Artificial Intelligence (AI) is thundering down the development track like race drivers at the Daytona 500 seeing the green flag waving, and the Internal Revenue Service is expanding its AI use to respond to taxpayer inquiries.
A chatbot is a computer program that simulates a human interaction or conversation. There are various types of chatbots. The one stimulating the most interest – or concern – is the AI-based chatbot, which uses Natural Language Processing to engage with human beings. IBM says that “NLP combines computational linguistics—rule-based modeling of human language—with statistical, machine learning, and deep learning models.”
IBM also paints a pleasant picture of our AI future:
“Modern AI chatbots now use natural language understanding (NLU) to discern the meaning of open-ended user input, overcoming anything from typos to translation issues. Advanced AI tools then map that meaning to the specific “intent” the user wants the chatbot to act upon, and use conversational AI to formulate an appropriate response. These AI technologies leverage both machine learning and deep learning—different elements of AI, with some nuanced differences—to develop an increasingly granular knowledge base of questions and responses informed by user interactions.

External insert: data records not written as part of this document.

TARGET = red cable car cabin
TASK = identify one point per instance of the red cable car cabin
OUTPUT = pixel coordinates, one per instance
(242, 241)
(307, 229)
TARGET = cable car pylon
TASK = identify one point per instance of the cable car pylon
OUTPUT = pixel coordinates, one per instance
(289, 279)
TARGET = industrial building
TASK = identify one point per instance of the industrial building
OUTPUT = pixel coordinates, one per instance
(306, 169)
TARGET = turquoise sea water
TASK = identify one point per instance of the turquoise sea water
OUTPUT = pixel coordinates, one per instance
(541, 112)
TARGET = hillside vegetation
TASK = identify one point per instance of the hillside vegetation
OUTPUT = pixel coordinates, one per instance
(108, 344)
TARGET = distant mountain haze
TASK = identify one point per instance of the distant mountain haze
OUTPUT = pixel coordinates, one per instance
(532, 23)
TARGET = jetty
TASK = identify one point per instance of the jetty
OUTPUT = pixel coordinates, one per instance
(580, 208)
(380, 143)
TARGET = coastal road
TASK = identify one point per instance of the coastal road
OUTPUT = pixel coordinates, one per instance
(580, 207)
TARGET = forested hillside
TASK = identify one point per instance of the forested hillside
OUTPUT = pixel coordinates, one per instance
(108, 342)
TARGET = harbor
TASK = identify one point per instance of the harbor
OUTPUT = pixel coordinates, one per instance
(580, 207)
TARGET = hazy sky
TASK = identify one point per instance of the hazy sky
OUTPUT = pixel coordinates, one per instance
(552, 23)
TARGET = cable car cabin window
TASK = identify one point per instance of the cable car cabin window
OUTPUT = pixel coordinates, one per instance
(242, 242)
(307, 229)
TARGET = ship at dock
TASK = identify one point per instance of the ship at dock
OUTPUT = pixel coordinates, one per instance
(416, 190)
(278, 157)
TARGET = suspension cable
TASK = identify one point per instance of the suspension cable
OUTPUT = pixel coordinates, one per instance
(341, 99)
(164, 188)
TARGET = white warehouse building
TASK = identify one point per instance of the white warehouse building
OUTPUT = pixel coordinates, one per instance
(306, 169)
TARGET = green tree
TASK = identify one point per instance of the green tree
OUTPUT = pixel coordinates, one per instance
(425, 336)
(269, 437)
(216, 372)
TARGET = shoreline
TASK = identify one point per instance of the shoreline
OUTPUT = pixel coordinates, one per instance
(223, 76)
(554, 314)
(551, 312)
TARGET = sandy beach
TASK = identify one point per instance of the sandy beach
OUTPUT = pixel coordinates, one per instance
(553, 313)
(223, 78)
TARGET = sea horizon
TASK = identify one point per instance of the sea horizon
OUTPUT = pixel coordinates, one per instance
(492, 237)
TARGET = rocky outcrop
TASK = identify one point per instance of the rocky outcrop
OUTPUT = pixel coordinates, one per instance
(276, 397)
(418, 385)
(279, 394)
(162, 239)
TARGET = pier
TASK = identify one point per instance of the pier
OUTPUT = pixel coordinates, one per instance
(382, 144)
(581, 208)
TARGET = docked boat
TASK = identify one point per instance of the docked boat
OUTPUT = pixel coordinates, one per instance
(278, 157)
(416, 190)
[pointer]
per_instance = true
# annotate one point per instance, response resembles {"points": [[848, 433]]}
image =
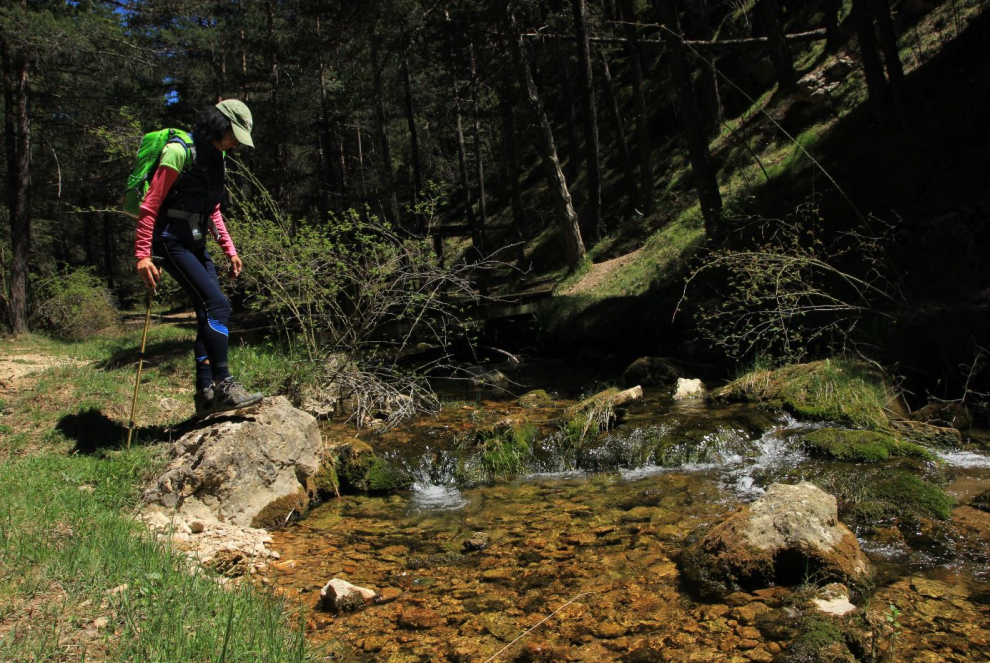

This sophistication, drawing upon recent advancements in large language models (LLMs), has led to increased customer satisfaction and more versatile chatbot applications.”
What that means, simply put, is that it can “learn.”
The IRS says it is increasing its use of chatbot technology to answer “basic” questions, for people who’ve received notices of tax reporting discrepancies which may have resulted in underreporting their taxes.
“The new chatbot feature will assist taxpayers who receive notices CP2000, CP2501 and CP3219A. These mailings inform taxpayers if the tax information the IRS received from third parties doesn't match the information they provided themselves to the IRS,” the agency says.
The notices each are methods by which payments can be made to the IRS.
Figuring out why the IRS is embracing this technology isn’t complicated: it saves money and reduces reliance on real-life employees: the IRS has been saying for years that it doesn’t have enough of either one. If a computer program can do the job, added advantages to the IRS is that it doesn’t need salary, sick days, vacation days, retirement savings, health insurance, or any of the other human-related costs.
Among the questions the IRS’s AI system will answer for taxpayers whose returns are being scrutinized are:
- What to do if they received a notice.
- What to do if they need more time to respond to a notice.
- How to find out if the IRS received their response.
The IRS says it plans to “continue additional bot technology features in the future to assist taxpayers with more complex issues.”
Developments such as these have raised the antennae of some of the people who work in the field who suggest that the high-octane effort (not only at the IRS) to use newer and more powerful AI systems is taking where no one has gone before – and that care should be taken.
Tech Policy Press in Feb. 2023 published an article titled, “Ten Legal and Business Risks of Chatbots and Generative AI.” The article issues this cautionary warning:
“Government, business and society can take the early learnings from the explosive popularity of generative AI to develop guardrails to protect against their worst behavior and use cases before this technology pervades all facets of commerce.”
The 10 risks it lists are:
- Contract.
- Cybersecurity.
- Data privacy.
- Deceptive trade practices.
- Discrimination.
- Disinformation.
- Ethical.
- Government contract.
- Intellectual property.
- Validation (validating AI responses).
The fact is that in the future, taxpayers contacting the IRS will be interacting more frequently with AI. Everywhere, not only with the IRS. Like a car at Daytona, the only thing happening on the AI front is that the pedal is to the metal.